Lost my husband...lost my hope and dreams and vision. I can't express the ache in my body, heart, and the clatter in my brain that says "I didn't pray hard enough". I can't really talk about it yet. Maybe I'll try writing another day. I wish things were different. I don't know how to accept that some things are just out of our hands.
Comments for
Lost my Hope and don't know where to go from here
So sorry for your loss, I lost my husband on Thanksgiving and I too am arguing with my "IF I's" and find it hard. But I keep turning it over to God and it helps, but time, they say heals all. Well I am just taking one day at a time and the hardest is at 4am (my crying time). So just do what feels right for you and I will remember you in my prayers. I spray his cologne on his pillow at night and it makes me feel as if he is there. Just do what you feel and may God watch over you.
MY BELOVED HUSBAND by: LARRAINE
ON MOTHER'S DAY, MAY 9TH, MY BELOVED ANTHONY PASSED AWAY SUDDENLY IN MY ARMS AT HOME FROM A STROKE/HEART ATTACK. WE SPOKE THAT MORNING AT 7;00AM AND HE WENT BACK TO SLEEP AND SAID WAKE ME UP AT 9am' I FELL ASLEEP AND AWOKE AND HEARD HIM GASPING FOR AIR AND TRIED TO HELP HIM, BUT IT WAS TOO LATE AND HE LEFT ME. TOGETHER SINCE WE WERE 15 YEARS OLD, MARRIED 42 YEARS, NO CHILDREN, BELONGED TO EACH OTHER ONLY. MISS HIM SO MUCH, THE PAIN IS UNBEARABLE AND RAW, CANNOT STOP THINKING ABOUT HIM AND ALL WE HAD. NOW I HAVE NOTHING, I AM LOST.
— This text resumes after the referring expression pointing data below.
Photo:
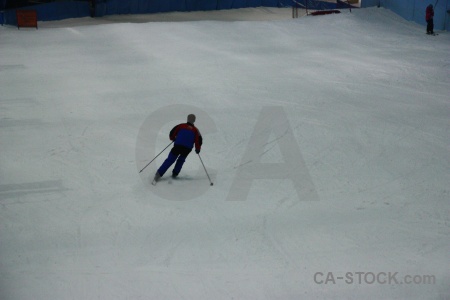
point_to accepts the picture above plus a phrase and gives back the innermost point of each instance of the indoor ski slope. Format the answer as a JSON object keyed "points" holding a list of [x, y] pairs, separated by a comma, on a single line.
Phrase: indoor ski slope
{"points": [[327, 139]]}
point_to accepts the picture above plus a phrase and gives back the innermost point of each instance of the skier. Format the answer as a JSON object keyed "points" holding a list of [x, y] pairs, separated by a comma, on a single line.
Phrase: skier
{"points": [[429, 14], [185, 136]]}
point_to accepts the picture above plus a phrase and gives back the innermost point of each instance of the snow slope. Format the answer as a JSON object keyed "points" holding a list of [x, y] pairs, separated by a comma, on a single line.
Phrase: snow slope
{"points": [[327, 139]]}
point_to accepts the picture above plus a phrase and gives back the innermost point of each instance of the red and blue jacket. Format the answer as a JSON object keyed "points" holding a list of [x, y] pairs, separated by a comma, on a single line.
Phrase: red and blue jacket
{"points": [[186, 135]]}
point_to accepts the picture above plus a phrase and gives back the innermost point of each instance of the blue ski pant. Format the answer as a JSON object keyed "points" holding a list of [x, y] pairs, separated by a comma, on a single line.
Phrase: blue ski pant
{"points": [[178, 154]]}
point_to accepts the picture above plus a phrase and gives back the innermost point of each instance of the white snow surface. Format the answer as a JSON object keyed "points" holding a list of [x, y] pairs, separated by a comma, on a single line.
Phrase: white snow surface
{"points": [[358, 103]]}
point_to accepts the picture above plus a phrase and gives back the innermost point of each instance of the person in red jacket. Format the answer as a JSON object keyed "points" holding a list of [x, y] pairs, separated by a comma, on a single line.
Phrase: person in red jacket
{"points": [[185, 136], [429, 14]]}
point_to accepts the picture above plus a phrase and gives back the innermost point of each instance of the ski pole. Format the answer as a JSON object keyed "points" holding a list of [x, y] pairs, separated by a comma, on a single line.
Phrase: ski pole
{"points": [[210, 182], [155, 157]]}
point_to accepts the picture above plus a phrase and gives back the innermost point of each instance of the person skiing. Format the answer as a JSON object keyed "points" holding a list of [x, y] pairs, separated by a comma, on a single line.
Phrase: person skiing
{"points": [[185, 136], [429, 14]]}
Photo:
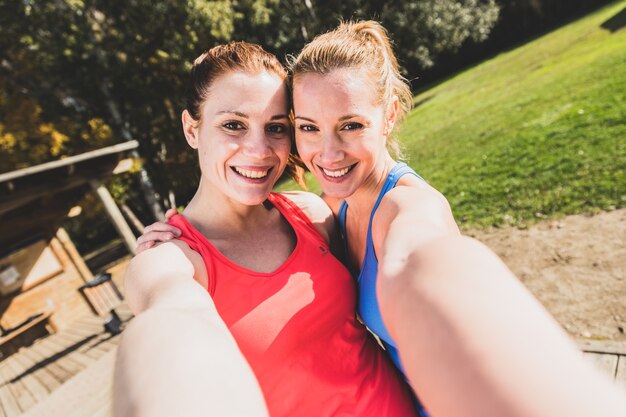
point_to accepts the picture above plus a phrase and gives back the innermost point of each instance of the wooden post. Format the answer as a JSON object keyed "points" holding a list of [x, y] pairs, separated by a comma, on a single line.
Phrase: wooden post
{"points": [[77, 260], [115, 215]]}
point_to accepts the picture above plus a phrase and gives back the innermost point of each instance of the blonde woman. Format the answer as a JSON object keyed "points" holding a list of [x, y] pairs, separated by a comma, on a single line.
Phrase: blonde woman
{"points": [[468, 336]]}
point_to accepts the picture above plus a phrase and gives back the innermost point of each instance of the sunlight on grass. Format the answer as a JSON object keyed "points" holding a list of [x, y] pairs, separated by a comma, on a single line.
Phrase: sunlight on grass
{"points": [[536, 132]]}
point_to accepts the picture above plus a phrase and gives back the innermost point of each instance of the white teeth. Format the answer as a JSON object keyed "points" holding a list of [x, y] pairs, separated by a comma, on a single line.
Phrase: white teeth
{"points": [[336, 174], [251, 174]]}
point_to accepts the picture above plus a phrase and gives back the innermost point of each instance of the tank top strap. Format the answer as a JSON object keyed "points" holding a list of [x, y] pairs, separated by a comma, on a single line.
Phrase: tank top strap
{"points": [[397, 172], [197, 243], [296, 217]]}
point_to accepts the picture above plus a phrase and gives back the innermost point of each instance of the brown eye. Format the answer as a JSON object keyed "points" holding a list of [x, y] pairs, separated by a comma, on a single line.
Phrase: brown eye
{"points": [[277, 128], [307, 128]]}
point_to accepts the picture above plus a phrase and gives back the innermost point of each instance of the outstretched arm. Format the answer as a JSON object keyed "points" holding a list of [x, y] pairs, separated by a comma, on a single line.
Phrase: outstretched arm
{"points": [[473, 341], [177, 357]]}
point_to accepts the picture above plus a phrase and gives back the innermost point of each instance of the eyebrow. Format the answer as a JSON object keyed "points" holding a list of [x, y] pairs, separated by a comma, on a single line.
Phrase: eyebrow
{"points": [[341, 119], [245, 116]]}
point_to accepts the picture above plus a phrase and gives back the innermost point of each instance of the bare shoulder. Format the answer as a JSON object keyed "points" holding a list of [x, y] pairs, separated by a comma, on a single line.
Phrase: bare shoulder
{"points": [[418, 208], [154, 269], [316, 210]]}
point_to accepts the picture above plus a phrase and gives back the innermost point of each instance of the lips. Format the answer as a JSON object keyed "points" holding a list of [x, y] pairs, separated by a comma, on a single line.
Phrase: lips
{"points": [[252, 174], [336, 174]]}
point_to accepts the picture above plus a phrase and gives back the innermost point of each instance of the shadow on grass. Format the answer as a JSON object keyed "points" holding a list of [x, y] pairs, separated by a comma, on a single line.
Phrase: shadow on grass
{"points": [[423, 101], [616, 22]]}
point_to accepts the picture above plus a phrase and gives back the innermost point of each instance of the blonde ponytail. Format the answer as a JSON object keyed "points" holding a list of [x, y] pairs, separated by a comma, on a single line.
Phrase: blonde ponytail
{"points": [[362, 45]]}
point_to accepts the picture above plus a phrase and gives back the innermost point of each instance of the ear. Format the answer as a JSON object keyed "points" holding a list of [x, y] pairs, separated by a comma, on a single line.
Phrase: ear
{"points": [[190, 129], [392, 115]]}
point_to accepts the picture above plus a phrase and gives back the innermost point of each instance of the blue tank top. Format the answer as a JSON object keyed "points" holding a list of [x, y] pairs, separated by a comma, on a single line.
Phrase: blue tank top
{"points": [[368, 302]]}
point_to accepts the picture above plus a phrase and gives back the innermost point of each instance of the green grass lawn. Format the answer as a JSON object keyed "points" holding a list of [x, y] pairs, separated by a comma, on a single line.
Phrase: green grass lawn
{"points": [[536, 132]]}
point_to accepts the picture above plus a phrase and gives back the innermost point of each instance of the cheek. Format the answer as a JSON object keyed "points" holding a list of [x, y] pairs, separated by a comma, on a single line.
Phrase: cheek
{"points": [[283, 150], [306, 149]]}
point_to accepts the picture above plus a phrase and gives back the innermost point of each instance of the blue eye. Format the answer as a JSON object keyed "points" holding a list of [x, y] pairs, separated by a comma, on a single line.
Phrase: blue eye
{"points": [[233, 126], [352, 126]]}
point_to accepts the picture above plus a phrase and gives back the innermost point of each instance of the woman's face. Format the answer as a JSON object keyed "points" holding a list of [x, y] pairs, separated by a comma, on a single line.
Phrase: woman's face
{"points": [[340, 130], [243, 138]]}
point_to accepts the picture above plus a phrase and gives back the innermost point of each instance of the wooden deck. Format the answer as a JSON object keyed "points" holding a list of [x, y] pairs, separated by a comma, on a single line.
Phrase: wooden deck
{"points": [[71, 374], [31, 375]]}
Nothing but time... by: Debbie Hester
Time- a lot of time and praying. Yelling at God, crying, arguing, cursing, pleading, crying some more, then after a lot more time SOME acceptance. Death is the hardest thing we ever have to deal with because it is so final; but it does get easier to get through with TIME. I will never ever get over my loss but I am getting through it with time. It's been a little over a year now and I still cry every day, but it has gotten better. I will keep you in my prayers.
Sorry by: Mary
I am sorry for your suffering. I felt your pain as I read your words. Losing the love of my life after 7 years together was the most devastating thing that has ever happened to me. I too felt like perhaps I didn't pray hard enough...didn't do enough to save him! Accepting that he is really gone has been the most bitter battle for me. I feel as though I wrestled with God for months!! However...it is totally necessary. Allow yourself whatever you need in the time you need it!